New York’s current automobile resource level of $4650 is extremely outdated.
The food stamp program set the automobile resource limit at $4500 in 1977, and
now permits states to exempt one vehicle per adult per household. Currently 32
states exempt at least one automobile altogether, regardless of value.
Raising the vehicle resource rule would also remove the inherent illegal
discrimination against individuals with disabilities in the current law. A rule
permitting only those who work or who are looking for work to have a vehicle
exceeding the $4650 fair market value creates an eligibility standard that is
different for persons with disabilities and violates the Americans with
Disabilities Act (ADA). 42 USC §12132. Persons on public assistance, who are
disabled and unable to work, are “qualified individuals with a disability” under
the ADA. Local Social Services districts and the Office of Temporary and
Disability Assistance are “public entities” as defined under this statute. The
ADA plainly prohibits public entities from excluding the disabled from
participating in or benefitting from a public program, activity or service
“solely by reasons of disability.” Additionally, the ADA regulations promulgated
by the U.S. Department of Justice place an affirmative obligation on DSS to
prevent this type of disability discrimination.
Ensure full statewide implementation of the Family Violence Option
In 1998 the federal
Government Accounting Office reported that between 15% and 56% of welfare
recipients are, or have been, victims of domestic violence.[1]
Since that date, multiple studies have been published with similar findings
indicating similar or even higher rates of abuse.[2]
The Family Violence Option allows states flexibility in applying TANF rules to
victims of domestic violence and allows states to waive such program
requirements as work participation, paternity establishment and child support
cooperation, time limits, drug/alcohol screening and treatment, alien deeming,
residency, and other requirements as necessary if compliance with these
requirements places clients at risk for further domestic violence or makes it
more difficult for them to escape the abuse. Recognizing this concern, New York
lawmakers elected to provide our citizens with these crucial protections and
quickly began implementation of the Family Violence Option (FVO) in 1998.

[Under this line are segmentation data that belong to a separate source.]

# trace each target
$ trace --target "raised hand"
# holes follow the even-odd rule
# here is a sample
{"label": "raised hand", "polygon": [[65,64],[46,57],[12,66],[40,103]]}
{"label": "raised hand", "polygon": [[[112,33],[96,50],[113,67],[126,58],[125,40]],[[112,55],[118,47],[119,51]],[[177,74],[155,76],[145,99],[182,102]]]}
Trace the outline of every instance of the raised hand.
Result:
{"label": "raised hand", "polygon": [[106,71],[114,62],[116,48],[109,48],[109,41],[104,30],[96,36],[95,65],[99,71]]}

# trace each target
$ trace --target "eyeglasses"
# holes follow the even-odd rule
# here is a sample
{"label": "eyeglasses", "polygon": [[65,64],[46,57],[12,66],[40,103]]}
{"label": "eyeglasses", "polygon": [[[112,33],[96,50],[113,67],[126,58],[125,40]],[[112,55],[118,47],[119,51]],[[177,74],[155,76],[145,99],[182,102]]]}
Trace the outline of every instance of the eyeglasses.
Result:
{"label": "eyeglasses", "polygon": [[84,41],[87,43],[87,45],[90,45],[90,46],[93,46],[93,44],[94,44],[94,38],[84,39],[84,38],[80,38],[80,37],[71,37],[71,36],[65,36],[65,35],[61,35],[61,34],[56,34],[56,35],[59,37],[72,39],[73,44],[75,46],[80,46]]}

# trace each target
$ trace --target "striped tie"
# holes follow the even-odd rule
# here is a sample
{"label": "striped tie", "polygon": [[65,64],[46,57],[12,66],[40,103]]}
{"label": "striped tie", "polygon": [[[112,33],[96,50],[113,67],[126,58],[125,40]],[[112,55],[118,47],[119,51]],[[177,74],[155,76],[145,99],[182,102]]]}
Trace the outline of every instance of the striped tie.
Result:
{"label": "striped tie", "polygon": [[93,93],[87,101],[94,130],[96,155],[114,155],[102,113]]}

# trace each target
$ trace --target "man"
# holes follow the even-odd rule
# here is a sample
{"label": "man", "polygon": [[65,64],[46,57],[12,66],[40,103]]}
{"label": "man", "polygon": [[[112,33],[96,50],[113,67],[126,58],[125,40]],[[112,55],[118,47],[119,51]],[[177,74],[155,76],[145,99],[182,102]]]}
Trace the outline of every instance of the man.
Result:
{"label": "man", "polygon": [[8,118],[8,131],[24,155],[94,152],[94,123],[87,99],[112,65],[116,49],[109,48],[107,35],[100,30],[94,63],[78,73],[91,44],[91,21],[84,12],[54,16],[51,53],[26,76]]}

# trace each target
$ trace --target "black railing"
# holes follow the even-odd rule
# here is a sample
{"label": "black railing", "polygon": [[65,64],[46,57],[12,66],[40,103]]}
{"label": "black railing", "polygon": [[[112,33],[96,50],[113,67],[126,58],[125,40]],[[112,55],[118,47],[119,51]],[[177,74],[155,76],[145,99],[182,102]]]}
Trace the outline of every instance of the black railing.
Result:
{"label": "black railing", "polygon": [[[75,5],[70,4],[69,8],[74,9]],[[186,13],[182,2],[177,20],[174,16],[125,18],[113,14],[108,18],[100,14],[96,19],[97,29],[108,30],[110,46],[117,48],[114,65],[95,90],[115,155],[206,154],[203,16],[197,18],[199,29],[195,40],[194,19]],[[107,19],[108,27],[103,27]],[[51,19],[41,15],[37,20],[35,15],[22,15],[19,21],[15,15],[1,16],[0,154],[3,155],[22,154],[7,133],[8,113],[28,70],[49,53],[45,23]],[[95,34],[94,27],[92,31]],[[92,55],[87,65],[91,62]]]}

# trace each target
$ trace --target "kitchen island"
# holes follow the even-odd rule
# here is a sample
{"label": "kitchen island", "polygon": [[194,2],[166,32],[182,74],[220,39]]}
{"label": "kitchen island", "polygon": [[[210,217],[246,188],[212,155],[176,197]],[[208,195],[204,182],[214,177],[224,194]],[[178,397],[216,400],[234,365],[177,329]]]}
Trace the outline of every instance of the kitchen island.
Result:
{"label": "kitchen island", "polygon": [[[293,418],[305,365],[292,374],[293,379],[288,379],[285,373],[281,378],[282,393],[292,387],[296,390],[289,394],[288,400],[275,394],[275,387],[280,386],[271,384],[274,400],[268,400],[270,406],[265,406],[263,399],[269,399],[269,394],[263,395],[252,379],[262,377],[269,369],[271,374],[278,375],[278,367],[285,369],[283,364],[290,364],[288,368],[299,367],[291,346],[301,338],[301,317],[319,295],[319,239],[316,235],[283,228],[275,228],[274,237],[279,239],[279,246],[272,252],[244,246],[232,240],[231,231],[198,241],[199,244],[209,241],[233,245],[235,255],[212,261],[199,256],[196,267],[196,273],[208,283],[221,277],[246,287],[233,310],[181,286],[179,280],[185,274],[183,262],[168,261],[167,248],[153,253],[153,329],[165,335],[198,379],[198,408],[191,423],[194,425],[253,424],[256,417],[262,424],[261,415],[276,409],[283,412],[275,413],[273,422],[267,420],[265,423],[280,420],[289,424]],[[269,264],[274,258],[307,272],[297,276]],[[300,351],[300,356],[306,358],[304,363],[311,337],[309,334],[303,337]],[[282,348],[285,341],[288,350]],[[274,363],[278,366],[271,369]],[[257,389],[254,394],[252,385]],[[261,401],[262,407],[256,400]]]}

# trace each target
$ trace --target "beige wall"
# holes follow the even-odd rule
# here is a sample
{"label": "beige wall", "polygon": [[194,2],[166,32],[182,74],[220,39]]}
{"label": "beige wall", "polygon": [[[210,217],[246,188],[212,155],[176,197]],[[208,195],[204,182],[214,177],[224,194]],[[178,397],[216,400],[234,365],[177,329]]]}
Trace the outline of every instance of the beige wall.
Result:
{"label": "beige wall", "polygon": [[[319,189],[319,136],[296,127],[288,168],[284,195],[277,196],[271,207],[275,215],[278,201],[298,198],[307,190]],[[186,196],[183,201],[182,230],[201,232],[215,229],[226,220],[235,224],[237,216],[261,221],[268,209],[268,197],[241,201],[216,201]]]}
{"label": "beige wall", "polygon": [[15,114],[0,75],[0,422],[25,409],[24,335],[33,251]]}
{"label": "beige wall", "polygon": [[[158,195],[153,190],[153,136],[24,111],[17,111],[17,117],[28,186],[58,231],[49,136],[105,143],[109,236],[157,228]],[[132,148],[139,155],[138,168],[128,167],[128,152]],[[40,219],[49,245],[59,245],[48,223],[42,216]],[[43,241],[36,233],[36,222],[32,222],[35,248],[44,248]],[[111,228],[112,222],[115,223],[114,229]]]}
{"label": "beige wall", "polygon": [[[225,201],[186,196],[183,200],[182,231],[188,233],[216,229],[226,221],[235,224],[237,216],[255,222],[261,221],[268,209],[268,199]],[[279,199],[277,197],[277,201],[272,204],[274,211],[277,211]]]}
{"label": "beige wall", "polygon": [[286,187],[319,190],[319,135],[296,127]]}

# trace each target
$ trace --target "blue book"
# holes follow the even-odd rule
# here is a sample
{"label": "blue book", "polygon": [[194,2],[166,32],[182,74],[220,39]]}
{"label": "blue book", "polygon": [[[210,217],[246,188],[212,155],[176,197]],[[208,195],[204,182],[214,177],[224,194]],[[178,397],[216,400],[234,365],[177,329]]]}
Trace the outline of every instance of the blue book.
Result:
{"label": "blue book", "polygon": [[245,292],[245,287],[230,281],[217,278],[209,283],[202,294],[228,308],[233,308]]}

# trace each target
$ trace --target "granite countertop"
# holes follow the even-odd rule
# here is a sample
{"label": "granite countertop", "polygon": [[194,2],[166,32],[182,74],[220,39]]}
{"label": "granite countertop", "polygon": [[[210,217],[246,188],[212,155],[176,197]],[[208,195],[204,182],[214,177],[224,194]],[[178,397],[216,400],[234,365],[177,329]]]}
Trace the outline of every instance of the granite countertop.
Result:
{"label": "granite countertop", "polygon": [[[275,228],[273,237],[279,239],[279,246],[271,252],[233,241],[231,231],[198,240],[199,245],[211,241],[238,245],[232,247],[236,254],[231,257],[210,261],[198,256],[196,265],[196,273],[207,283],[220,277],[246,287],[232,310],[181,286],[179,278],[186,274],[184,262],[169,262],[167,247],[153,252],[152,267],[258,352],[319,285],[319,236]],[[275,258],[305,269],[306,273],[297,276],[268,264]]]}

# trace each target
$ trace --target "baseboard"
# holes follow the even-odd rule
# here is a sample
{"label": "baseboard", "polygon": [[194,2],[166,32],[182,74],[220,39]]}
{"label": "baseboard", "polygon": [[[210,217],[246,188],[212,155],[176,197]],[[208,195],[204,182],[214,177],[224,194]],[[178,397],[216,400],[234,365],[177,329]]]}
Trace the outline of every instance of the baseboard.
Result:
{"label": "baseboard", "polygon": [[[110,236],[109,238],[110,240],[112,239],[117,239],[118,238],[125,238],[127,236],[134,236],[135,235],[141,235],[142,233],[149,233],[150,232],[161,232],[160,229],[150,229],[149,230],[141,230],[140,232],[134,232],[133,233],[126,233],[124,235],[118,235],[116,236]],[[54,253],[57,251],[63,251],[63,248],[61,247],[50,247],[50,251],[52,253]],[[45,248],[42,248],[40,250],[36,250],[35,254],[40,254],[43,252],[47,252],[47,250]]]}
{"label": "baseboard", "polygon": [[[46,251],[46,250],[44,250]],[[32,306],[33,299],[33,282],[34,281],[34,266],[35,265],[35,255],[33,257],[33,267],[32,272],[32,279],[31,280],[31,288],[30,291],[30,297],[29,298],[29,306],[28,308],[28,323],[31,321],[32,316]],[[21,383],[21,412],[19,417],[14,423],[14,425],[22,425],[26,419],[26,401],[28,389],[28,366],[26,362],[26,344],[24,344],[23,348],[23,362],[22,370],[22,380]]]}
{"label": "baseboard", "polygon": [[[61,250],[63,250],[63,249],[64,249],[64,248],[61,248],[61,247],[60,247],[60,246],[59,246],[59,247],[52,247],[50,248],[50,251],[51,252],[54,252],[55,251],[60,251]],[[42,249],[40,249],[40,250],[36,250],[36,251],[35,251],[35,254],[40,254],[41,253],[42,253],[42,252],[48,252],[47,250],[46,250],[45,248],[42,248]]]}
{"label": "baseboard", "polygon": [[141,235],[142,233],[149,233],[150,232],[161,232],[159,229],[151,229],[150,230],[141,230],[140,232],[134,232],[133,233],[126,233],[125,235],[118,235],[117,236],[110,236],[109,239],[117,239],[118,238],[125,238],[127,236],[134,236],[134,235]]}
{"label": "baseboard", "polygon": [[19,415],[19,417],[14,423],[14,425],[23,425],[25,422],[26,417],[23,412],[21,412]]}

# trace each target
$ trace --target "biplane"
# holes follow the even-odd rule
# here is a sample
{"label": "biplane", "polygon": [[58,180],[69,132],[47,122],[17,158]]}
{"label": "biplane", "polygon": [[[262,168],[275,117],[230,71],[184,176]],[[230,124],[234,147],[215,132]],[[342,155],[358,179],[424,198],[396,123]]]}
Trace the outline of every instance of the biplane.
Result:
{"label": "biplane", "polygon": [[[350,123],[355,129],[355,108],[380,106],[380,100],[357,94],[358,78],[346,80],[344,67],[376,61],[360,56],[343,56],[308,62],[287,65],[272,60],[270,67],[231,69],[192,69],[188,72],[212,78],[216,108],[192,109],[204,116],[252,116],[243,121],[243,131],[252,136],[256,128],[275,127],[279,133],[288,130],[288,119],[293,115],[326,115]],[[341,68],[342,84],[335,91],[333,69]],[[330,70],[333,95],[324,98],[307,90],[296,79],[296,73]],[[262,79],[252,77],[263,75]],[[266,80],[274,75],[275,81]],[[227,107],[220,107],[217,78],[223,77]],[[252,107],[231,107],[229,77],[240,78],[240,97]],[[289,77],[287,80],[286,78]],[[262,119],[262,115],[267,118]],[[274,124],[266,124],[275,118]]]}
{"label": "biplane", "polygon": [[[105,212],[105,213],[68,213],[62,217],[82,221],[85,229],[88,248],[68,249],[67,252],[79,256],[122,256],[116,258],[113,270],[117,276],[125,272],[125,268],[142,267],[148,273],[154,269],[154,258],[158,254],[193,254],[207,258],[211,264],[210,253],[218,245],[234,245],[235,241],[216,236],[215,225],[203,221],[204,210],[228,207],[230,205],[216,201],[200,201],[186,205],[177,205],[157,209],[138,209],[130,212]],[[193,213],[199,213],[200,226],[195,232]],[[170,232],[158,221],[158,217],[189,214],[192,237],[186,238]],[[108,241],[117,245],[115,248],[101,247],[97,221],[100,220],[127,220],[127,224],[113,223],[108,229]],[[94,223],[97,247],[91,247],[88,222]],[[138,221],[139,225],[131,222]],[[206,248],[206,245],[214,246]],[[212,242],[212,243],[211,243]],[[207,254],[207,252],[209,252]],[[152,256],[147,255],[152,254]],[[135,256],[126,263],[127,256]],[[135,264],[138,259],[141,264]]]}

Despite law, regulations, and 10 years of comprehensive administrative policies
and directives from both OTDA and OCFS, implementation of the Family Violence
Option remains uneven and inconsistent throughout the state. Some communities
in our state have literally failed to implement this law and provide no or few
Family Violence Option-related protections to domestic violence victims and
their children year after year. In light of this documented and ongoing
problem, the Office of Temporary and Disability Assistance must address this
challenge.
New York
employs universal screening of domestic violence and notification of Family
Violence Option waiver assistance for all Temporary Assistance applicants and
recipients. It would be expected that careful interviewing of applicants and
those recertifying would provide ample opportunity to identify and serve
domestic violence victims at rates somewhat consistent with research
indicators. Further, because of New York State’s unique funding structure for
domestic violence residential programs, it would be expected that Family
Violence Option waiver percentages might be higher than those in other states.
In New York, licensed residential domestic violence services rely primarily on
funding from the local social services districts to pay for residents’ per diem
stays. As a result, all domestic violence program residents are required to
apply for Temporary Assistance and, if deemed eligible, the appropriate social
services district covers the costs of the resident’s shelter stay.[3]
The majority of domestic violence shelter residents are determined eligible to
have their per diems either fully or partially compensated. Despite these
factors, since 2000 less than 2% of Temporary Assistance applicants/recipients
indicate domestic violence each year—far below expectation. Of these few who
actually raise domestic violence and abuse concerns, nearly half of this limited
group are deemed “not credible” by Domestic Violence Liaisons throughout the
state.[4]
It is to this even smaller subset of “credible victims” are Family Violence
Option-related services offered.
In every
county, domestic violence victims who flee their abusers and seek shelter
services should be indicating domestic violence in their applications for
assistance—even if the assistance is very temporary and intended only to
reimburse the domestic violence program for the sheltering per diem. While
occupancy rates and shelter stays may vary from county to county, all counties
with residential domestic violence services can claim at least one occupant
during the course of a year and most claim far, far more.[5]
In fact, in some communities, existing shelters are unable to serve some victims
and their children because of insufficient vacancies.[6]
However, based on OTDA’s 2007 statistical report, 36 counties outside of New
York City reported fewer than 30 persons who indicated domestic violence-related
dangers at screening. In this same report, 8 counties[7]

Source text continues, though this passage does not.